Ticking Up and Winding Down: Soldiers Live by Glen Cook, Part 1
And so we near the end of our months-long march through the ten books of Glen Cook’s groundbreaking Black Company series. While best remembered as one of the first military fantasy series, one important takeaway is that it’s not that at all. Yes, the Black Company, the last Free Company of Khatovar, is the main “character” of the books, but the tale told is filled with so much more than just war. War is always on the horizon, just a chapter or two away, but Cook’s 3,500-page saga gives us the Company in times of peace and times of flight. He shows how it grows, evolves, and mutates into something different but still the same, bound by four-and-a-half centuries of tradition. Its soldiers possess an intense fealty to the Company as the thing that sets them apart from the world in which they can find no other place.

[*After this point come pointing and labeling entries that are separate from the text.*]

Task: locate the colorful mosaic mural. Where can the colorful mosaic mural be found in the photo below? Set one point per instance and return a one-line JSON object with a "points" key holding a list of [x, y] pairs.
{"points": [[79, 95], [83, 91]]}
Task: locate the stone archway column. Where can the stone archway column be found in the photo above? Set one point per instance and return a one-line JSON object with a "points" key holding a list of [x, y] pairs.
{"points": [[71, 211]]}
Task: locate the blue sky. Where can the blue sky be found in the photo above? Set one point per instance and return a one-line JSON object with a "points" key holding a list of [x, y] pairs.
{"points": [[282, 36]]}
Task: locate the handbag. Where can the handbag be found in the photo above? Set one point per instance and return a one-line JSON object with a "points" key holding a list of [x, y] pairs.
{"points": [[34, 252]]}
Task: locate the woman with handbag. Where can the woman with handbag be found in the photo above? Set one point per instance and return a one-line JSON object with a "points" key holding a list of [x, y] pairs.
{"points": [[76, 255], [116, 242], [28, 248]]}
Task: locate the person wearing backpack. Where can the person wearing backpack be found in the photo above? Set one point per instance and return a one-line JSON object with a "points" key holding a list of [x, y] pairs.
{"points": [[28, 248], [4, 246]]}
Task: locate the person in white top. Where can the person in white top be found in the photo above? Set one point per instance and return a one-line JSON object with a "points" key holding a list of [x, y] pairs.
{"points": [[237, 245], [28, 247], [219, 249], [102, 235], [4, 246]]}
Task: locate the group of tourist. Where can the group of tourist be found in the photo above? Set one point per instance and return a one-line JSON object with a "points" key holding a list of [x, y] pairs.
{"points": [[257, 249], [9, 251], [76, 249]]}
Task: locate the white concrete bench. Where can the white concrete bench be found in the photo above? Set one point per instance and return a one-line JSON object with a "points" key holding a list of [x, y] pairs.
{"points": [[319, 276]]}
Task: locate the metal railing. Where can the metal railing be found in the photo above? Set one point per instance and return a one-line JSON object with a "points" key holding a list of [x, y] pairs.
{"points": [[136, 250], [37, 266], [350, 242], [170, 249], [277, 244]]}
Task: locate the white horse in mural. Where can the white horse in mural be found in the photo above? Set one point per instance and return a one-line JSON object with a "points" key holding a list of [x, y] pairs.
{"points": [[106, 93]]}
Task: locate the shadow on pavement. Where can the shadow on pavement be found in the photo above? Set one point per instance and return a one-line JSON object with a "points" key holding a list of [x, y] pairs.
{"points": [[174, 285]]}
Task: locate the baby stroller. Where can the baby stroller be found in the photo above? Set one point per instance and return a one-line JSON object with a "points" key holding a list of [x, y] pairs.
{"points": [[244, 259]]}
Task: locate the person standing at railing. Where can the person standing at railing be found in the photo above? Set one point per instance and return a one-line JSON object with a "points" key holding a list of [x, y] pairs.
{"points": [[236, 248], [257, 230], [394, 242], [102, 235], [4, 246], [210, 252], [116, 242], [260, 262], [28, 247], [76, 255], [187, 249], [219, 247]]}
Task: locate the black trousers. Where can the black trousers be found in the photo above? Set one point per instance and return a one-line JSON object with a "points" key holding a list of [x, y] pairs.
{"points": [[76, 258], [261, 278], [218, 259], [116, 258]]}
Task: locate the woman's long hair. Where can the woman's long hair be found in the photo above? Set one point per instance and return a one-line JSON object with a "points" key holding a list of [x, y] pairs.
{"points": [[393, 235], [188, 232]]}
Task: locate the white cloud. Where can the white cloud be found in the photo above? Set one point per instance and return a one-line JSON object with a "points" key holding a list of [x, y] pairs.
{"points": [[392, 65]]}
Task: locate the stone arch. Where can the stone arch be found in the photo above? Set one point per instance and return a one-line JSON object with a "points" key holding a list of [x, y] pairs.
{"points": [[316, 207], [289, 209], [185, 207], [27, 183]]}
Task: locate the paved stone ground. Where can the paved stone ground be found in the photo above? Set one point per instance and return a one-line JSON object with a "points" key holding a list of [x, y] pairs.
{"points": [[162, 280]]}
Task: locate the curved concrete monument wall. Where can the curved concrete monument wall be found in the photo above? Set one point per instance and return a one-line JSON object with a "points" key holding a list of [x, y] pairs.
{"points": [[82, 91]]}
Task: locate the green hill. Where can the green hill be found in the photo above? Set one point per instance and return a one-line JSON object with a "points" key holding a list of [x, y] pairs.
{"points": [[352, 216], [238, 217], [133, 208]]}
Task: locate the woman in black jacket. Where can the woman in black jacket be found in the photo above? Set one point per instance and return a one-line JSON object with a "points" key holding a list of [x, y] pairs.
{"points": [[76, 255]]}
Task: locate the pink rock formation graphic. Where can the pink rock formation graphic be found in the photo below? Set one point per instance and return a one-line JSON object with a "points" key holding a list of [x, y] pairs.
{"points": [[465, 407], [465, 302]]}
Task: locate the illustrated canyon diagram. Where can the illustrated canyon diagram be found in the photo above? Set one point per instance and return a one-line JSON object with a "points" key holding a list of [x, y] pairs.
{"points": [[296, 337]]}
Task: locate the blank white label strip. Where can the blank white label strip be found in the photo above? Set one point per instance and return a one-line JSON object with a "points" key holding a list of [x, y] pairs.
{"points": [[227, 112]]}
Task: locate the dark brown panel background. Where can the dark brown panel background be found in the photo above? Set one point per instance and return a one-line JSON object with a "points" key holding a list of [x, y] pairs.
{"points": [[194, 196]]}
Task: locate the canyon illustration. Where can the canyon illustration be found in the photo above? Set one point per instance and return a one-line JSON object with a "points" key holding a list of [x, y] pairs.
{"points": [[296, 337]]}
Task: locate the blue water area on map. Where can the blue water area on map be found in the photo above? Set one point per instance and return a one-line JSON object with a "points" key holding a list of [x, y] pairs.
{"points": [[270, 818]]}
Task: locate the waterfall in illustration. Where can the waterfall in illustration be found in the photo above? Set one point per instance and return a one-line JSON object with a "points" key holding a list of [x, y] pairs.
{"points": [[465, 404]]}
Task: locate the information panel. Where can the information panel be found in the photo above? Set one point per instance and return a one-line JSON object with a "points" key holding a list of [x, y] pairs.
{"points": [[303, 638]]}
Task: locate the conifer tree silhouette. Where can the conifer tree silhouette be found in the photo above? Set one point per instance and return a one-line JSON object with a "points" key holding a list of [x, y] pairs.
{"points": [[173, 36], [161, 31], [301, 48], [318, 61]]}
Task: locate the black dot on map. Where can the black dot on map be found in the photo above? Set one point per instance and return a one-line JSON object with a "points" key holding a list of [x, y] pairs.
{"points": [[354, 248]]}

The title for Soldiers Live (2000) comes from a cryptic statement made to Sleepy in Water Sleeps by the stroke-incapacitated One-Eye: “Soldiers live. And wonder why.” Sleepy interprets it as the question every soldier asks each time they survive a battle but comrades are laid low by swords and arrows. It became her mantra, taking the place of the larger question she asked of herself in the last pages of Water Sleeps.
For now, I just rest. And indulge myself in writing, in remembering the fallen, in considering the strange twists life takes, in considering what plan God must have if the good are condemned to die young while the wicked prosper, if righteous men can commit deep evil while bad men demonstrate unexpected streaks of humanity.
Soldiers live. And wonder why.
Four years have passed, and the Company is safer than it has ever been. Using one of the Shadowgates on the Plain of Glittering Stone, Sleepy led the Company beyond the reach of Soulcatcher and Mogaba and into another world. Despite the sanctuary it’s found, the Company is a changed thing. Goblin died fighting Kina, One-Eye is increasingly weakened by a series of strokes, and Croaker, Lady, and Murgen haven’t fully recovered from the effects of being trapped in stasis for fifteen years. Willow Swan is balding and the remains of his flowing blond locks are gray. Still, there is peace and, in a nice touch, Croaker has again taken up the Annalist’s pen. It’s through his jaundiced vision the final chapter of this epic will be seen.